Ian Kelly ian.g.kelly at gmail.com
Sat Apr 6 01:53:09 EDT 2013


On Fri, Apr 5, 2013 at 11:07 PM, Timothy Madden <terminatorul at gmail.com> wrote:
> Changing the tab size from this default is what makes the code incompatible,
> not the tabs themselves. So the solution is simple: do not change tab size
> from the default.

So in other words, everybody must be forced to use 8-character tabs
because you want to be able to mix tabs and spaces.

> People say I can use tabs all the way, just set them to the indent I want.
>
> Well, I always had my indent independent of the tab size.
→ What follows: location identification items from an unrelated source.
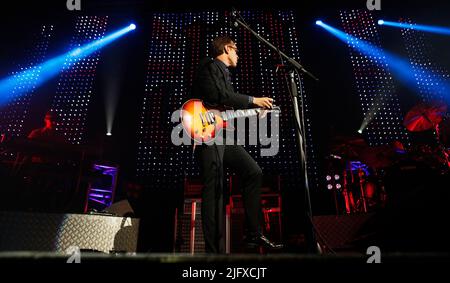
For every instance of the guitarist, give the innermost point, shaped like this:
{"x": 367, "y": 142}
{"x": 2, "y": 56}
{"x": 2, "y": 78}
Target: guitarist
{"x": 212, "y": 85}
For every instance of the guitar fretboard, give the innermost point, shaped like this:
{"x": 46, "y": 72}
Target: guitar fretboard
{"x": 240, "y": 113}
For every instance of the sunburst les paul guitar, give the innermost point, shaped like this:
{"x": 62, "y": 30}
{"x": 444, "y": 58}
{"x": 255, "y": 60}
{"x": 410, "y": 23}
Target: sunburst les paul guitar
{"x": 203, "y": 124}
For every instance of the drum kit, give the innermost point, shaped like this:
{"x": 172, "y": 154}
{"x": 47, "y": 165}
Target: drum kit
{"x": 362, "y": 168}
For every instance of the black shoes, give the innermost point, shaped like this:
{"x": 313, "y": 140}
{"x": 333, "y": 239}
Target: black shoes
{"x": 256, "y": 241}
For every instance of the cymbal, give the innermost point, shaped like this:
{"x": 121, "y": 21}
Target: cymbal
{"x": 425, "y": 116}
{"x": 379, "y": 156}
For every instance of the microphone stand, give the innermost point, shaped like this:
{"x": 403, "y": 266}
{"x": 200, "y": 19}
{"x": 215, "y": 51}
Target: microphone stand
{"x": 296, "y": 94}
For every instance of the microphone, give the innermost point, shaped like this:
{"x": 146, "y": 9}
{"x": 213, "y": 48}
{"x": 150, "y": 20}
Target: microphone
{"x": 234, "y": 15}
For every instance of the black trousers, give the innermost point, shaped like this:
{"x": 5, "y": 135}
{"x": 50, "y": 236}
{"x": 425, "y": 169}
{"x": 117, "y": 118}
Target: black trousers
{"x": 211, "y": 160}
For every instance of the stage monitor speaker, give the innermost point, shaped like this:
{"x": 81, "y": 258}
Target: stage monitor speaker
{"x": 22, "y": 231}
{"x": 339, "y": 232}
{"x": 121, "y": 208}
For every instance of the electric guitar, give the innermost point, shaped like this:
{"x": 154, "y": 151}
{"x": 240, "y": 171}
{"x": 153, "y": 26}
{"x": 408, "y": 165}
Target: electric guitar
{"x": 202, "y": 124}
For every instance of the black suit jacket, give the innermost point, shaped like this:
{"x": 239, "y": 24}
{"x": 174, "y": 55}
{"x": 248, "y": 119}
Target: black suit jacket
{"x": 212, "y": 86}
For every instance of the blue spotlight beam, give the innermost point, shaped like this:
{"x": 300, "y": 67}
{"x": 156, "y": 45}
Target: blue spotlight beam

Which is the way
> it should be, after all, since one can indent with or without tabs, so
> indent should not be tied to them.
>
> But now I can not; python no longer lets me do that.

Honestly, I really don't understand why you *want* to do that.  If
your indentation is 4 characters, then that would be the natural tab
width to use.  If you're not going to tie your indent to your tabs,
then why even use tabs in the first place?

> The new rules may look flexible at first sight, but the net effect they have
> is they push me to use non-default tab size (which is not good),

What makes that not good?  There is no law anywhere that says tabs are
8 characters.  That's just an arbitrary amount that looked appropriate
to the people designing the first teletypes.